Products.ERP5Form.Form: Let NotFound exceptions propagate during rendering

Allows triggering the regular not-found error handling path from within
the rendering of a form.

product/ERP5Form/Form.py

@@ -48,7 +48,7 @@ from Products.ERP5Type.Globals import DTMLFile, get_request
 from AccessControl import Unauthorized, ClassSecurityInfo
 from DateTime import DateTime
 from ZODB.POSException import ConflictError
-from zExceptions import Redirect
+from zExceptions import Redirect, NotFound
 from Acquisition import aq_base, aq_get
 from Products.PageTemplates.Expressions import SecureModuleImporter
 from zExceptions import Forbidden
@@ -222,7 +222,7 @@ class TALESValue(StaticValue):
       kw['CONTEXTS'] = kw
     try:
       value = self.tales_expr.__of__(field)(**kw)
-    except (ConflictError, RuntimeError, Redirect):
+    except (ConflictError, RuntimeError, Redirect, NotFound):
       raise
     except:
       # We add this safety exception to make sure we always get

[Jérome Perrin]

This caused a failure in Zope4, because since Zope4, Unauthorized during path traversal are converted to NotFound ( https://github.com/zopefoundation/Zope/blob/4.8.7/src/Products/PageTemplates/Expressions.py#L110-L112 ).
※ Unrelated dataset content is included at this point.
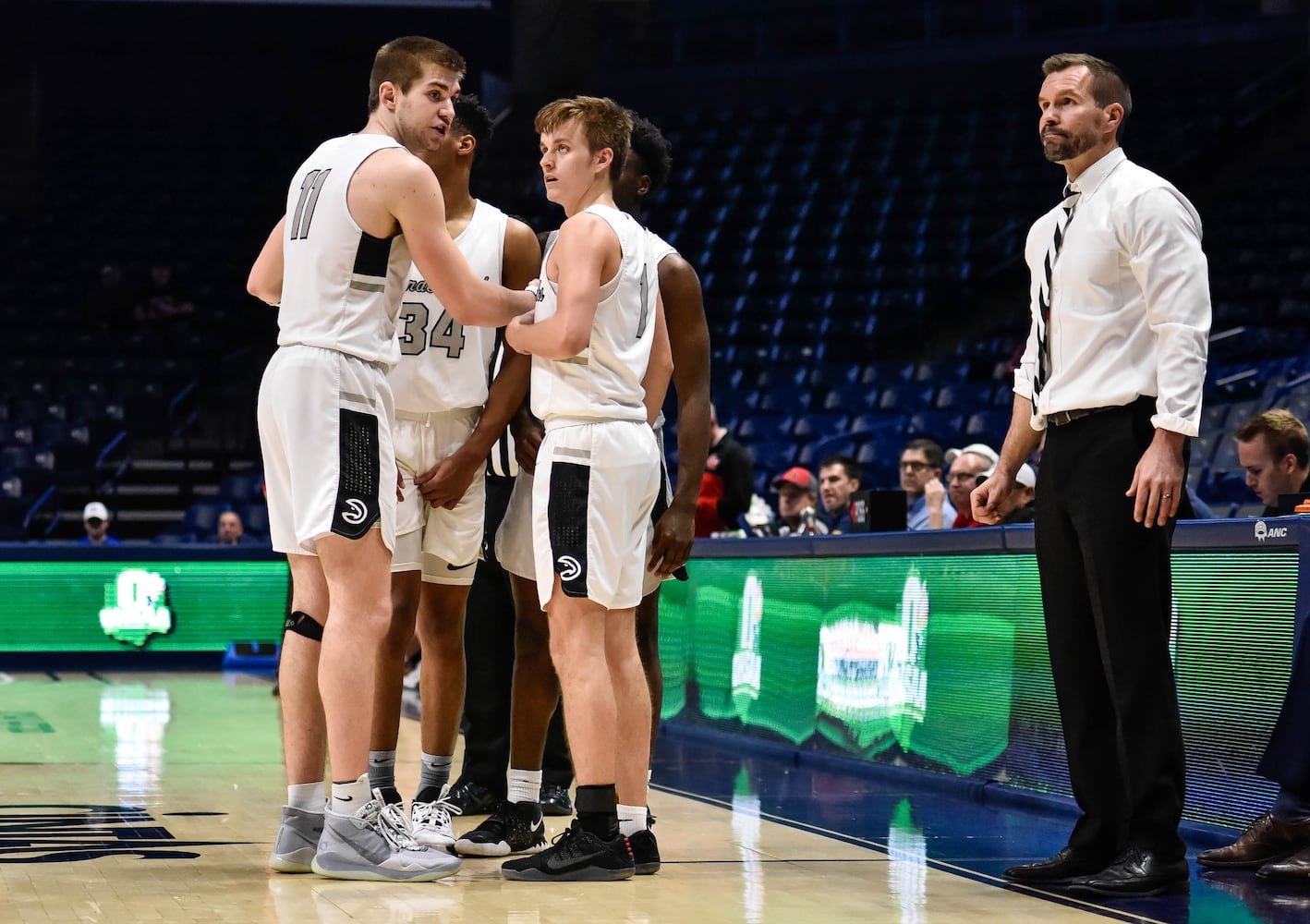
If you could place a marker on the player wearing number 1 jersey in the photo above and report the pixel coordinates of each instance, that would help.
(358, 210)
(442, 441)
(591, 340)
I did not check exactly what "path traversal" covers but requests to https://erp5/foo_module as anonymous user redirect to login page when not logged in and show a "Site Error: unauthorized" when already logged in.

The failure happens with a listbox editable cell using cell/getId for TALES default, which is a path expression and path traversal happens. The failing test is a zelenium test, portal_tests/renderjs_ui_relation_field_zuite/testAccessUnauthorizedRelationValue, on this test there is a document where user has View permission but not Access permission, so the cell/getId cause an Unauthorized on Zope2 and on Zope4 it causes an NotFound which is not catched and end up with a site error page.

I'm certainly not writing this to report something wrong with this commit and actually I have been thinking that we should also let Unauthorized propagate here. Some time ago, we had cases of users entering some forms in URL and seeing some things that they are not supposed to see, some field of the form have unauthorized as expected but some others do not and information is leaked, which is a problem that would not happen if we were re-raising Unauthorized here.

I just wanted to say that this might have more impact than initially expected, but probably the impact is positive anyway.

@arnau for this Zope4 failure, I'm changing the TALES to cell/getId | nothing ( this is a "try: except: return None" in TALES path syntax).

[Vincent Pelletier]

Personally I would recommend to stop using paths in TALES expressions (independently of this issue), because they are just slower (ex: handling the duality getitem/getattr). This is yet another example of how this behaves differently from python: expressions and python scripts.

But I do realize that there are so many everywhere that we will never get rid of all.

There is one special case where I do not know of a python: equivalent: the | exception catching mechanism. But maybe such cases would be better served by moving to a python script ? (more readable, finer exception filtering support)

I'm changing the TALES to cell/getId | nothing

So, what about python: cell.getId() ?

EDIT:

actually I have been thinking that we should also let Unauthorized propagate here

+1, and IMHO this requires handling the Unauthorized within the relation string field rather than relying (as is the case in Zope2) on the exception being caught somewhere up the stack and "the right thing" being done for rendering the field.